WASHINGTON – Four individuals pleaded guilty today in Detroit for their roles in a $14 million Medicare fraud scheme. In a separate case, the owner of a Detroit psychotherapy clinic also pleaded guilty today for his role in a $3 million Medicare fraud scheme.
The guilty pleas were announced by the Department of Justice, the FBI and the Department of Health and Human Services (HHS).
Curtis Mallory, 38, Theodore Haile, 33, Maira Suleman, 31, and John Thomas, 33, each pleaded guilty before U.S. District Judge Denise Page Hood of the Eastern District of Michigan to one count of conspiracy to commit health care fraud. Gerald R. Funderburg Jr., 32, pleaded before U.S. District Judge Stephen Murphy in the Eastern District of Michigan to one count of health care fraud.
According to court documents, Mallory, Haile, Suleman and Thomas participated in a fraud scheme at two Oakland County, Mich., home health agencies, Patient Choice Home Care Inc. and All American Home Care Inc. Mallory and Haile were patient recruiters for the home health agencies and admitted to paying kickbacks to Medicare beneficiaries in exchange for the beneficiaries’ Medicare information and signatures on therapy documents. The owners and operators of Patient Choice and All American paid Mallory and Haile for each patient they recruited, and then billed Medicare for physical therapy services that were medically unnecessary and never provided.

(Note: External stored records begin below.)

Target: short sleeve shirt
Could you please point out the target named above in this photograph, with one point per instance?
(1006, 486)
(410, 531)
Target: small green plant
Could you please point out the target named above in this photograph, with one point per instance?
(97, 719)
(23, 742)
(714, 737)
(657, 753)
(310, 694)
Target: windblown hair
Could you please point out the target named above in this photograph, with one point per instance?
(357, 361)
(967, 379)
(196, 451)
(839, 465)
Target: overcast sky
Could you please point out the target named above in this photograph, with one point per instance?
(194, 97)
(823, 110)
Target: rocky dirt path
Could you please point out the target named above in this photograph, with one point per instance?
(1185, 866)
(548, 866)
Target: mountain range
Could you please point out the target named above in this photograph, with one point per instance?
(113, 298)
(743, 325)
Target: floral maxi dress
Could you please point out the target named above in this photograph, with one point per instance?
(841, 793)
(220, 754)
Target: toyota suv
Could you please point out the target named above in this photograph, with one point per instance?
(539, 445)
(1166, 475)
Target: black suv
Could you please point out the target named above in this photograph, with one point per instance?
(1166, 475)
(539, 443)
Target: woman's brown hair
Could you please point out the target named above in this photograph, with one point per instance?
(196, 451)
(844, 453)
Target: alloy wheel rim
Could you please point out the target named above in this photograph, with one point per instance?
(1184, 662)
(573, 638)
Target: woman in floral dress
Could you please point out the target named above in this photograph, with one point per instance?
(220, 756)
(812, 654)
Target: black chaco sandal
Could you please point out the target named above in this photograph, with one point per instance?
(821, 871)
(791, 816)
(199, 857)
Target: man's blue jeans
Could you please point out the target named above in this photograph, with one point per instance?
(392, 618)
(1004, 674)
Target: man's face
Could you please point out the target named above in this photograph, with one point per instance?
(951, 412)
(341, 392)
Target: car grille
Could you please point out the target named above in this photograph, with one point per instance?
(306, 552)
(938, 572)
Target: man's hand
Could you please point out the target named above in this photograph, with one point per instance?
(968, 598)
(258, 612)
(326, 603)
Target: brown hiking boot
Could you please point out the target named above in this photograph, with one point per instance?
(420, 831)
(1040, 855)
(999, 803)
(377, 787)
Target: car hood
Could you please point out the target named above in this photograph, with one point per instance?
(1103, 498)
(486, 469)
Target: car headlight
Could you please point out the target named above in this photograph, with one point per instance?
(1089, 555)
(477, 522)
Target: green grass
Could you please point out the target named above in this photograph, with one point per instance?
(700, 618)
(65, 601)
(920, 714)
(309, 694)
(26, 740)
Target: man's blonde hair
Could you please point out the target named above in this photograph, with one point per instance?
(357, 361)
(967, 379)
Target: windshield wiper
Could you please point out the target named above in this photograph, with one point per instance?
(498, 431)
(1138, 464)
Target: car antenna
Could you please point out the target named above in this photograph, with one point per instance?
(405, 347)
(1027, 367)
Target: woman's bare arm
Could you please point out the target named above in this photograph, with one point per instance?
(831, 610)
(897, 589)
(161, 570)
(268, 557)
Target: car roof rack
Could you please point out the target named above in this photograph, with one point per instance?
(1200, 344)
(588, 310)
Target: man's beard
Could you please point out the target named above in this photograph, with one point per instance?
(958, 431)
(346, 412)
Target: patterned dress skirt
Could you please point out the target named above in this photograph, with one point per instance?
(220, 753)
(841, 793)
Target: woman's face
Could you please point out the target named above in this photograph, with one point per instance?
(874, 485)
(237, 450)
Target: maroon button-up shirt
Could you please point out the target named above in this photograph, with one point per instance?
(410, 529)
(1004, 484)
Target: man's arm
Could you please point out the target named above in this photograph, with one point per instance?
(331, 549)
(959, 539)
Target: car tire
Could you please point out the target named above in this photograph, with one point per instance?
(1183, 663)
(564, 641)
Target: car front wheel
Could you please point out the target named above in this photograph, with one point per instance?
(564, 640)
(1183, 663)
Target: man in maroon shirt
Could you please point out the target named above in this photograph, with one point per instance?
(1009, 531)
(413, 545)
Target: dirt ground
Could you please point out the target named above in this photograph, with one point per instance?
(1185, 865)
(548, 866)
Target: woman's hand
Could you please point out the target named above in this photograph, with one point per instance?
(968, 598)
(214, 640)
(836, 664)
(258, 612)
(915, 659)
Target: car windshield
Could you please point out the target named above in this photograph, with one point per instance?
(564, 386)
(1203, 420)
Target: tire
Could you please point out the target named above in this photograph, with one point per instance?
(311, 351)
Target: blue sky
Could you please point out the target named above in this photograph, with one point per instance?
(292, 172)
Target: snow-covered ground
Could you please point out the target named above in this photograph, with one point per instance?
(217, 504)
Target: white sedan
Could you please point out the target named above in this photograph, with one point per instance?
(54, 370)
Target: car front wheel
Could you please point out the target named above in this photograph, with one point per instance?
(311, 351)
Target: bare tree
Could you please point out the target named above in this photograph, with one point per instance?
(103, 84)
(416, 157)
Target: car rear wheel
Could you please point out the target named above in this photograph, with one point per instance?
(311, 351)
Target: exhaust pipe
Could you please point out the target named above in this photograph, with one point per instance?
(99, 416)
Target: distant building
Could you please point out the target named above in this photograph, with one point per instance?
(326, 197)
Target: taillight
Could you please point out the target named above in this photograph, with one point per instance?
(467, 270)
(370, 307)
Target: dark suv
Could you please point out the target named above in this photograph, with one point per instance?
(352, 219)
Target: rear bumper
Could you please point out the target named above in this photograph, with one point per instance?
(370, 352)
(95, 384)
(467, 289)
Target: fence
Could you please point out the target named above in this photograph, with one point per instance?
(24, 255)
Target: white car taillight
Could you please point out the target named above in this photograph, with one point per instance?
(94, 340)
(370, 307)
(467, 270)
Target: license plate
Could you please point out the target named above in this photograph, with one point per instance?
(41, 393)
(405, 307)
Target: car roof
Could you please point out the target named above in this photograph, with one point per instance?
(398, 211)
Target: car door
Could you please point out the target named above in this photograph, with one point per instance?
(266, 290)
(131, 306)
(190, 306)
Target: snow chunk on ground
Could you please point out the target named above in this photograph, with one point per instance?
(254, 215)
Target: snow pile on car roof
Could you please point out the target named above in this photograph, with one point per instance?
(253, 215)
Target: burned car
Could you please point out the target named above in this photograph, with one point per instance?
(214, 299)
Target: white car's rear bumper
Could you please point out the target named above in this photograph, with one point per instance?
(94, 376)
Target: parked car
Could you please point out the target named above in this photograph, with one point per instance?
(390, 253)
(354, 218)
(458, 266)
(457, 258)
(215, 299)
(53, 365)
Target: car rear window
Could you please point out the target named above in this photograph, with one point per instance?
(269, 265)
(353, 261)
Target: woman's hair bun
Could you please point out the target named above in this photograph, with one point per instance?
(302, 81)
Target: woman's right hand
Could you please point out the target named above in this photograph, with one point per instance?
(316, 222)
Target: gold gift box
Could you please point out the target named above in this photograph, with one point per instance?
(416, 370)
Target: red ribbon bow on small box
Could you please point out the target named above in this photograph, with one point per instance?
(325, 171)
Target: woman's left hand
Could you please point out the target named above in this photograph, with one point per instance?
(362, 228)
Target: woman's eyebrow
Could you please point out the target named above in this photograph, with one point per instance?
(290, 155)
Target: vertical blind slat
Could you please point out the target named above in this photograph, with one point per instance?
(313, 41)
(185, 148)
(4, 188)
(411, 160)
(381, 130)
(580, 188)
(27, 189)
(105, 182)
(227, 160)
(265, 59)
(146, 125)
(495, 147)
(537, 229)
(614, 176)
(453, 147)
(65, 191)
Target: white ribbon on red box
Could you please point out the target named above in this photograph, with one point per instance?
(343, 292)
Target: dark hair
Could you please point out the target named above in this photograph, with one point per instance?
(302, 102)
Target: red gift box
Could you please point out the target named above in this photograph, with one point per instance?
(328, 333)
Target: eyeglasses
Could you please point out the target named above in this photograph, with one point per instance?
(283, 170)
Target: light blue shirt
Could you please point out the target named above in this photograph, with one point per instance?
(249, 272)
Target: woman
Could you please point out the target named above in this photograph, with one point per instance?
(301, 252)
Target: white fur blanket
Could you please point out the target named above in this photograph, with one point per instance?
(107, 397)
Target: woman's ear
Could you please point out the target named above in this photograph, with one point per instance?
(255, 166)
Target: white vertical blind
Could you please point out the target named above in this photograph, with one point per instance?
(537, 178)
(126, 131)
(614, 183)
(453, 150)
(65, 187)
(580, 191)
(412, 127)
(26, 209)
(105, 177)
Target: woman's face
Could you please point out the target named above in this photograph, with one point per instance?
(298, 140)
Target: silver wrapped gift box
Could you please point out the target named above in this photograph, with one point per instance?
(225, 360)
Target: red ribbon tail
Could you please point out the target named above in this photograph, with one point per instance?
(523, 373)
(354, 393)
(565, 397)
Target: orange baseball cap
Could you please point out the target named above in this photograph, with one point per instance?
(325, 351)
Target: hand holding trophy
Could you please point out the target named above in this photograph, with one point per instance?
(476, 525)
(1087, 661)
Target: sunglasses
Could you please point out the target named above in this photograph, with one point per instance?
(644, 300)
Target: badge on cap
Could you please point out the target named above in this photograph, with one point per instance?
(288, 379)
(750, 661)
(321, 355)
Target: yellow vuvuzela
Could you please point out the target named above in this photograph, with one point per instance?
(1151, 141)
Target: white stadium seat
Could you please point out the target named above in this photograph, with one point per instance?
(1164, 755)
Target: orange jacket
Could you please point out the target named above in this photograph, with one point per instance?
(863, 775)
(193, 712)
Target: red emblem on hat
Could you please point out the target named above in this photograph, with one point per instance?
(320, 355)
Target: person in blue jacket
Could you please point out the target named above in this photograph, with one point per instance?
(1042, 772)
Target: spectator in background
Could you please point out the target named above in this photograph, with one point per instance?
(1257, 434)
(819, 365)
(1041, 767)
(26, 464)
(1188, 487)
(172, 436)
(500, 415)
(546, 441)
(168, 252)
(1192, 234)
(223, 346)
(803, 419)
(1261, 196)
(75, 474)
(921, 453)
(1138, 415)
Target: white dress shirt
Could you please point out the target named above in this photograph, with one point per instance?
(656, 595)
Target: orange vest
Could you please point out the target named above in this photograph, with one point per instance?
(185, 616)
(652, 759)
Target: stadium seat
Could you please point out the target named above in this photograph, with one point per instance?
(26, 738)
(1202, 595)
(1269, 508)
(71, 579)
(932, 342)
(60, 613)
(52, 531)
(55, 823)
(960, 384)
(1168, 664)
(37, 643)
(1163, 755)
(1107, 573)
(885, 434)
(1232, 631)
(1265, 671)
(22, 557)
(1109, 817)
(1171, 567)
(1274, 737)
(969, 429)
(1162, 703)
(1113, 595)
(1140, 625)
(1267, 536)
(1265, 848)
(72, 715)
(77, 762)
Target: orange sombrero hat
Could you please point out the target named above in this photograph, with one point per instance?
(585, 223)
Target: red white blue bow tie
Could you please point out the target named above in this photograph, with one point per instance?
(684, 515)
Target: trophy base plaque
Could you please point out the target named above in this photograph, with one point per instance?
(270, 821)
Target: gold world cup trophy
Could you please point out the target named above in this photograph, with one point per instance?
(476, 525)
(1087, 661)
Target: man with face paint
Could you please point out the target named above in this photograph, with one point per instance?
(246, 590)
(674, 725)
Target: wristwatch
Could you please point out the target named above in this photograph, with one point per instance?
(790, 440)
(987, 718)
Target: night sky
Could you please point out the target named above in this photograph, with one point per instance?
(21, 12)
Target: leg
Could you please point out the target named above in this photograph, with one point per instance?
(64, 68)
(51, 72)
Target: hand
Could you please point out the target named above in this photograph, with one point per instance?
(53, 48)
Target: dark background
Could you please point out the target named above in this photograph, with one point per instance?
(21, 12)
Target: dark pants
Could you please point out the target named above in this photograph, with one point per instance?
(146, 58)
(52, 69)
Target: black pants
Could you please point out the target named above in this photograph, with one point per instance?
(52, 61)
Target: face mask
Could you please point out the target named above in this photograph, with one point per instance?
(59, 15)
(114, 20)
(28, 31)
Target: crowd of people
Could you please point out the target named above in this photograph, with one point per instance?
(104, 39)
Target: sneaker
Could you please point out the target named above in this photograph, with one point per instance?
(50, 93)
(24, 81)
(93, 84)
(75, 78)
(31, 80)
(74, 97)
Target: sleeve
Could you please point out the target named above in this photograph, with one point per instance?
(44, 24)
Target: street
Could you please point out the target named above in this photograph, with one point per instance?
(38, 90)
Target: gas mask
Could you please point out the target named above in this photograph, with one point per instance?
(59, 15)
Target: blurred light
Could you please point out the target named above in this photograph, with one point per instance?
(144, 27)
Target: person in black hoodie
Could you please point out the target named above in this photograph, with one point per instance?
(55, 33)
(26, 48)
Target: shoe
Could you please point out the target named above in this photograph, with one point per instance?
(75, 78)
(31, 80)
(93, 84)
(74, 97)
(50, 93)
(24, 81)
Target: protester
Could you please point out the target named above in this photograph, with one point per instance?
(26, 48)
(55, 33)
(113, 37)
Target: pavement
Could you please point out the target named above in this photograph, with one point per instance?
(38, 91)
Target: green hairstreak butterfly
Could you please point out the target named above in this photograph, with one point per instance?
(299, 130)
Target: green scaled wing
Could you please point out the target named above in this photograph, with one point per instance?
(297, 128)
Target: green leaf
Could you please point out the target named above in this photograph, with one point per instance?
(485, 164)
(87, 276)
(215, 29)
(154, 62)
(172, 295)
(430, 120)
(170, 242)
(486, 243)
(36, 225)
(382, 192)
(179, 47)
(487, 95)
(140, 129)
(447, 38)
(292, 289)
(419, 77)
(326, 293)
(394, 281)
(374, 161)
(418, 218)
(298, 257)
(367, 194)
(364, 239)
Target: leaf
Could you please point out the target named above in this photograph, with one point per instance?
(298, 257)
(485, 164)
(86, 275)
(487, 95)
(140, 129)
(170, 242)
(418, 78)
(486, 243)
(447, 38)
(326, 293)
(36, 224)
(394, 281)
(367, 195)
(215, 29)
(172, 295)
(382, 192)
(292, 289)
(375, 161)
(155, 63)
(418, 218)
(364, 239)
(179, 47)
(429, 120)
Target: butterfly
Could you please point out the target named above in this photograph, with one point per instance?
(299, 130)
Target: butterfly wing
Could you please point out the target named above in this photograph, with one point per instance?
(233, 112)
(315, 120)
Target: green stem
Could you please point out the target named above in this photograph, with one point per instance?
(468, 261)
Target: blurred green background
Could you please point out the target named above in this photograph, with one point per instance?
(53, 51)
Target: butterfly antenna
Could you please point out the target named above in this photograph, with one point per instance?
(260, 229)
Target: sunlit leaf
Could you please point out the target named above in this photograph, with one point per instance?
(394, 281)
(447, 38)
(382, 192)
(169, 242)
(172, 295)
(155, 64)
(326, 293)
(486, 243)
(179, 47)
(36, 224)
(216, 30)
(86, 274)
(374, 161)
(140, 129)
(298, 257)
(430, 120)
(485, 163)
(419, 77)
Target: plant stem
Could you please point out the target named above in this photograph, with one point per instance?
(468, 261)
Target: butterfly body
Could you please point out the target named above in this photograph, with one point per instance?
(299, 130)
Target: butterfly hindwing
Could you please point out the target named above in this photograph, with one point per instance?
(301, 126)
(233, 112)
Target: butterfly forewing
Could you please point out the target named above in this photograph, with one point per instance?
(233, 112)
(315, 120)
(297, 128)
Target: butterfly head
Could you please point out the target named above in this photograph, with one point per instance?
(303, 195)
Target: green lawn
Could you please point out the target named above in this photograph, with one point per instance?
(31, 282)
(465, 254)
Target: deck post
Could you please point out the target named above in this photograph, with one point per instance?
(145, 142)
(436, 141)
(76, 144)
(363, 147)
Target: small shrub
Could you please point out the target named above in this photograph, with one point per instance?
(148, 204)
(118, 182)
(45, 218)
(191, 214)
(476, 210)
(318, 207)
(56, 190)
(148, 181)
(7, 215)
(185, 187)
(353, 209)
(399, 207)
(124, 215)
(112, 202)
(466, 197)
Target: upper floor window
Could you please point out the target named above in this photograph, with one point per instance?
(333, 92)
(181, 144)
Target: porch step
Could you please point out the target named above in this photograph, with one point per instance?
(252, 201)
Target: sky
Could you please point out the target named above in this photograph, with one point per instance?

Thomas was a physical therapist for Patient Choice and All American and admitted that he was paid to fabricate therapy documents at the home health agencies for patients who did not receive and/or did not need the services billed by the agencies to Medicare. According to court documents, Suleman was the office manager at Patient Choice. Suleman admitted that she oversaw data entry at Patient Choice and designed various systems to facilitate the entry of false billing data into electronic databases used to bill Medicare. Suleman also admitted that she worked with recruiters and physical therapists to collect and maintain pre-signed visit forms used by the therapists to fabricate false therapy visit documents.
According to court documents in the separate case against Funderberg, from November 2006 to April 2011, Funderberg knowingly used the Medicare information of approximately 476 beneficiaries, without their consent, to bill Medicare for psychotherapy services purportedly rendered by his company, Funderburg Clinical and Community Services Inc. (FCCS). These services were medically unnecessary and/or were never provided. To implement the scheme, Funderburg admitted that he obtained the Medicare information of licensed social workers without their knowledge and used this information at FCCS to claim that these social workers provided individual and group psychotherapy sessions.
Funderburg admitted that he caused FCCS to submit approximately 4,658 claims to Medicare, totaling approximately $3.3 million, for psychotherapy and related services that were not provided and/or were not medically necessary.
Sentencing for Mallory, Haile, Suleman and Thomas is scheduled for April 19, 2012. Sentencing for Funderberg is scheduled for June 8, 2012. Each defendant faces a maximum penalty of 10 years in prison and a $250,000 fine.
Today’s pleas were announced by Assistant Attorney General Lanny A. Breuer of the Criminal Division; U.S. Attorney for the Eastern District of Michigan Barbara L. McQuade; Special Agent in Charge Andrew G. Arena of the FBI’s Detroit Field Office; and Special Agent in Charge Lamont Pugh III of the HHS Office of Inspector General’s (HHS-OIG) Chicago Regional Office.
The cases are being prosecuted by Assistant Chief Gejaa T. Gobena and Trial Attorney William Kanellis of the Criminal Division’s Fraud Section. The cases were investigated by the FBI and HHS-OIG, and were brought as part of the Medicare Fraud Strike Force, supervised by the Criminal Division’s Fraud Section and the U.S. Attorney’s Office for the Eastern District of Michigan.
Since their inception in March 2007, the strike force operations in nine districts have charged more than 1,160 individuals who collectively have falsely billed the Medicare program for more than $2.9 billion. In addition, HHS’s Centers for Medicare and Medicaid Services, working in conjunction with the HHS-OIG, is taking steps to increase accountability and decrease the presence of fraudulent providers.